Agenda item



Emma Prokopiuk gave the Committee an update on the primary care response to the COVID 19 pandemic to maintain and deliver key services and then provided details on the opportunities for April 2021 and beyond.


          All practices in Derbyshire were open and seeing patients face to face.  Following national guidance, GPs had adopted a ‘total triage’ system, treating patients over the phone or online where appropriate.  Appointments had risen since the same time last year and access had improved.  Some surgeries temporarily closed due to difficulties ensuring COVID security or the need to rationalise staffing but all were now open and advertising this on websites, in reception and on phone messages alongside CCG and Local Medical Committee (LMC) communications advising patients that their surgeries were open.  The CCG had investigated all patient concerns raised about practices being closed, or refusing face to face appointments; none of these concerns had been upheld.   
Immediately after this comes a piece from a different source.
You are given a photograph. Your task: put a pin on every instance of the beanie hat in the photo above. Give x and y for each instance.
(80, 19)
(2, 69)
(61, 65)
          On the 25th February 2021, 5.7% absence levels were reported which was relatively low compared to other parts of the NHS and social care system and low compared to the height of the first wave (15-20%).  None of the 112 Derbyshire practices were currently experiencing outbreaks.  Practices had updated their business continuity plans to address this risk and the CCG was working with the GP Task Force to establish a clinical and non-clinical staff bank.


          Primary Care Network Clinical Directors had worked with the CCG to establish a RAG rating system to assess pressure on General Practice.  This asked practices to assess themselves as green, amber or red in terms of pressure on practice, balancing demand on services against capacity to deliver.

As of the week commencing 24th November General Practice was on ‘amber’ alert (the definition and consequences were detailed in the report).


          General Practice had focussed on a number of areas to catch up and restore services and, overall, were on track to deliver all the national targets linked to recovery and restoration.  Progress was being monitored in light of the increasing pressure on services from COVID and normal winter demands. 


          The pandemic had forced a transformation in the way practices and patients use IT to provide virtual, telephone and online service by issuing hundreds of laptops and working away from their surgeries using online consultation tools.  Practices were rapidly moving back to face to face contact however there had been some benefits in remote working in terms of improved patient choice and experience, more rapid access and more efficient use of time.  It was hoped to make those improvements permanent; the CCG was surveying practices for their views.


          The CCG had also been working on consolidating and developing its local commissioning approach and had already delivered the first two phases.   The next phase was urgent response in the community and would look at new services to improve care, focusing on those who need support the most, including the intention to establish a service for people who are ‘housebound’ and cannot get to their practice but need care quickly.  This would link to the Directed Enhanced Service for Care Homes started in October 2020 and the national ‘Ageing Well’ programme of work which focused on improving care for older people both proactively and reactively. 


          Access to General Practice had improved however delivering good access for patients with finite capacity and increasing demand was a big challenge for General Practice.  Triage people was one of the ways to improve this and to channel them to the right service or person. 

          There was also evidence that showed patients could be broadly differentiated into ‘hot’ patients who needed on the day and ‘cold’ patients who needed care for more complex long term conditions. This could be developed at a network level, where ‘hot hubs’ be established for on the day care and freeing practices to focus on patients with more complex problems with specialist ‘cold hubs’.  Some places in Derbyshire were already doing a version of this.


          Committee members asked questions predominantly around the security of patient data and around the ‘hot’ and ‘cold’ hubs.


          RESOLVED – that the report be noted.